The core of the script is the OverlappingWritesAnalyzer that checks bdrv_aio_writev events for intersection with the given range.

This script is longer than the virtqueue leak detector example above because it parses command-line arguments. The simpletrace.run() function used by the leak detector handles the default trace events and trace file arguments for you. So scripts that take no special command-line arguments can use simpletrace.run(), which also prints usage information automatically. For overlapping writes we really need our own command-line arguments so the slightly lower-level simpletrace.process() function is used.

Where to find out more


There is more information about the simpletrace module in the doc comments, so the simplest way to get started is:
$ cd qemu
$ PYTHONPATH=scripts python
>>> import simpletrace
>>> help(simpletrace)

Another example of how to use the simpletrace module is the trace file pretty-printer which is included as part of the scripts/simpletrace.py source code itself!

Feel free to leave questions or comments about the simple trace backend and the simpletrace Python module.

Wednesday, February 23, 2011

Observability using QEMU tracing

I am going to describe the tracing feature in the QEMU and KVM.

Overview of QEMU tracing


Tracing is available for the first time in QEMU 0.14.0 and qemu-kvm 0.14.0. It's an optional feature and may not be enabled in distro packages yet, but it's there if you are willing to build from source.

QEMU tracing is geared towards answering questions about running virtual machines:
  • What I/O accesses are being made to emulated devices?
  • How long are disk writes taking to complete inside QEMU?
  • Is QEMU leaking memory or other resources by not freeing them?
  • Are network packets being received but filtered at the QEMU level?

In order to find answers to these questions we place trace events into the QEMU source code at strategic points. For example, every qemu_malloc() and qemu_free() call can be traced so we know what heap memory allocations are going on.

Current status


Today QEMU tracing is useful to developers and anyone troubleshooting or investigating bugs.

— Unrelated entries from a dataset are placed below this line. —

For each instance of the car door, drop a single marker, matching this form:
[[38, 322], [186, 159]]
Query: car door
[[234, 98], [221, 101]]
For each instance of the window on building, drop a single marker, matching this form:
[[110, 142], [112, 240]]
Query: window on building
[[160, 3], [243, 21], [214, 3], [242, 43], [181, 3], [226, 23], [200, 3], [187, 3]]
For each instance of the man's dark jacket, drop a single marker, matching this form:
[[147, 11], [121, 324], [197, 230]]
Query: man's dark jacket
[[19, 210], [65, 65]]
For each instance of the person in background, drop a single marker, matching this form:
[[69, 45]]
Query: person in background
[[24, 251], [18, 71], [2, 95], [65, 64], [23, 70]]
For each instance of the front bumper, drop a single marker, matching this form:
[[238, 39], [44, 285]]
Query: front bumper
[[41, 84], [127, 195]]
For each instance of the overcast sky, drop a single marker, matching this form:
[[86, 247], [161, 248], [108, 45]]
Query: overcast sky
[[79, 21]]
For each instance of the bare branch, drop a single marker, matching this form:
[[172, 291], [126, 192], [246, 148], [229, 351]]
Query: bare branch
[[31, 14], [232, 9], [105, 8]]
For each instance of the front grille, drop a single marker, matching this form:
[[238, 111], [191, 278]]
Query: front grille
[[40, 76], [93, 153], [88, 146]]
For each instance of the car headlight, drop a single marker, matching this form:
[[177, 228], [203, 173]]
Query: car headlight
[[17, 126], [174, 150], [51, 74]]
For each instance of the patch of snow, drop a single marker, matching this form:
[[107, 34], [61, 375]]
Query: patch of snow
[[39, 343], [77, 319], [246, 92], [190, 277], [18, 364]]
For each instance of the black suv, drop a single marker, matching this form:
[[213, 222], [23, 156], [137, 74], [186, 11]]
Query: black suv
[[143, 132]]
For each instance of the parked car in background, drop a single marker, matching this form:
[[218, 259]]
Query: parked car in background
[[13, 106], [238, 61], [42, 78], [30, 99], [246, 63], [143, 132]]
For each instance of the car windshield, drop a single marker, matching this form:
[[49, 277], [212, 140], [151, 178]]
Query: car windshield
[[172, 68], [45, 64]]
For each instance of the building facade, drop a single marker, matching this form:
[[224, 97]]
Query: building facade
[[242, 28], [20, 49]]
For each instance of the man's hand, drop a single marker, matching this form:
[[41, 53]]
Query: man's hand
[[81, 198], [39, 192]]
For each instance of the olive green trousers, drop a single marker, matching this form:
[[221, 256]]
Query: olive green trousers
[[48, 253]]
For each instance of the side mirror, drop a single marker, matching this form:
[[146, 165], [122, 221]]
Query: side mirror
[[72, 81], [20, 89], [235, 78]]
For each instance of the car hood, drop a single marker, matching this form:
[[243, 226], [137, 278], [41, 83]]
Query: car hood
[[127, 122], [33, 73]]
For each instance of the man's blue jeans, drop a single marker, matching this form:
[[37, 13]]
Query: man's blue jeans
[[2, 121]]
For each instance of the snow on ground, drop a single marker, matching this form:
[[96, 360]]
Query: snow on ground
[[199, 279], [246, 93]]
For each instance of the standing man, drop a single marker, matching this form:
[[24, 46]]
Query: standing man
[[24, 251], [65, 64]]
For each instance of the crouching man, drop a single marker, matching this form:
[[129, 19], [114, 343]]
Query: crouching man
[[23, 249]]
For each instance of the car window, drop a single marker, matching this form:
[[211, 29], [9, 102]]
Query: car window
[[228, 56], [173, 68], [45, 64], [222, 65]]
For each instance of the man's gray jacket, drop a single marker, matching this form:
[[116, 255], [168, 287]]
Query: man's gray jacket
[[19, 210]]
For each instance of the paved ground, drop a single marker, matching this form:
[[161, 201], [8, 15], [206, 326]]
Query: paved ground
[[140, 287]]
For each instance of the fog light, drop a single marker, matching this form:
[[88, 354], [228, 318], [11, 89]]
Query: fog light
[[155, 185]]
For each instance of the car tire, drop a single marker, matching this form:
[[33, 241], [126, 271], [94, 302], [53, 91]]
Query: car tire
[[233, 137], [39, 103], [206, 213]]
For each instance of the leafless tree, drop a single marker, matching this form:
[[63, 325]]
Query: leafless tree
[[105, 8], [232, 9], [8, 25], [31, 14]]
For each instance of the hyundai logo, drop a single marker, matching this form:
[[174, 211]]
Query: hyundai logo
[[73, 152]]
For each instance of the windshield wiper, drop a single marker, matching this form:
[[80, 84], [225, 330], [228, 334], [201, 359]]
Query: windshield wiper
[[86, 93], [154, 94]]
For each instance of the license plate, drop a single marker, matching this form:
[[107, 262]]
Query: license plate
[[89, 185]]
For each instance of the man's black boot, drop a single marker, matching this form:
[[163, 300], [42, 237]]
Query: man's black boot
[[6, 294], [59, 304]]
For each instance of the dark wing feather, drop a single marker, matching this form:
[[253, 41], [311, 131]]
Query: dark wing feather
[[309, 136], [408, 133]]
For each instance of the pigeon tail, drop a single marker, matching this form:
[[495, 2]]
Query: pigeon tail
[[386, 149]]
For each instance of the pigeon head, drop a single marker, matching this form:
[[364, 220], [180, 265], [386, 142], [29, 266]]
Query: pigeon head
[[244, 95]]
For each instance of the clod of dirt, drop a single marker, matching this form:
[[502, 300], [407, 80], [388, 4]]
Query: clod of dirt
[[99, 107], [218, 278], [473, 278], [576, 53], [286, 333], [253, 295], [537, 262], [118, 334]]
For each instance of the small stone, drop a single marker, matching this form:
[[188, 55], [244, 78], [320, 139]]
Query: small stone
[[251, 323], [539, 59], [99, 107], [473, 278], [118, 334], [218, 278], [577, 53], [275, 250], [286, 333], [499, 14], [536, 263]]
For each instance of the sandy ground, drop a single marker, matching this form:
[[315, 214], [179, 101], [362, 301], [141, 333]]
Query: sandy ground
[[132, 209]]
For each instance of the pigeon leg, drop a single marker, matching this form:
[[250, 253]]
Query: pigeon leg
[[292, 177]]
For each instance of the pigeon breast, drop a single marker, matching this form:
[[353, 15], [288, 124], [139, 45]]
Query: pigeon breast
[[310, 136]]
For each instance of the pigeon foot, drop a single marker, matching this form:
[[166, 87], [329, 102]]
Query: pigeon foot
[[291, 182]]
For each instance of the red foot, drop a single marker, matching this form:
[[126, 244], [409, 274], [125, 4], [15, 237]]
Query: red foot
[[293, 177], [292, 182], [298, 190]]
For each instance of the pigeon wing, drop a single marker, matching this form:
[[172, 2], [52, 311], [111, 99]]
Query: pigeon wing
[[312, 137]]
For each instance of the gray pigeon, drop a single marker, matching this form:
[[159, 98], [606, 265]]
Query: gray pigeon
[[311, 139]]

The set of trace events that comes with QEMU is limited but already useful for observing the block layer and certain emulated hardware. Developers are adding trace events to new code and converting some existing debug printfs to trace events. I expect the default set of trace events to grow and become more useful in the future.

Trace events are currently not a stable API so scripts that work with one version of QEMU are not guaranteed to work with another version. There is also no documentation on the semantics of particular trace events, so it is necessary to understand the code which contains the trace event to know its meaning. In the future we can make stable trace events with explicit semantics like "packet received from host".

QEMU tracing cross-platform support


You have a choice of trace backends: SystemTap, LTTng Userspace Tracer, and a built-in "simple" tracer are supported. DTrace could be added with little effort on Solaris, Mac OSX, and FreeBSD host platforms.

The available set of trace events is the same no matter which trace backend you choose.

Where to find out more


If you want to get started, check out the documentation that comes are part of QEMU.

Also check out the excellent QEMU 0.14.0 changelog for pointers related to tracing.

I looking forward to writing more about tracing in the future and sharing trace analysis scripts. In fact, I just submitted a patch to provide a Python API for processing trace files generated by the "simple" trace backend. It makes analyzing trace files quick and fun :).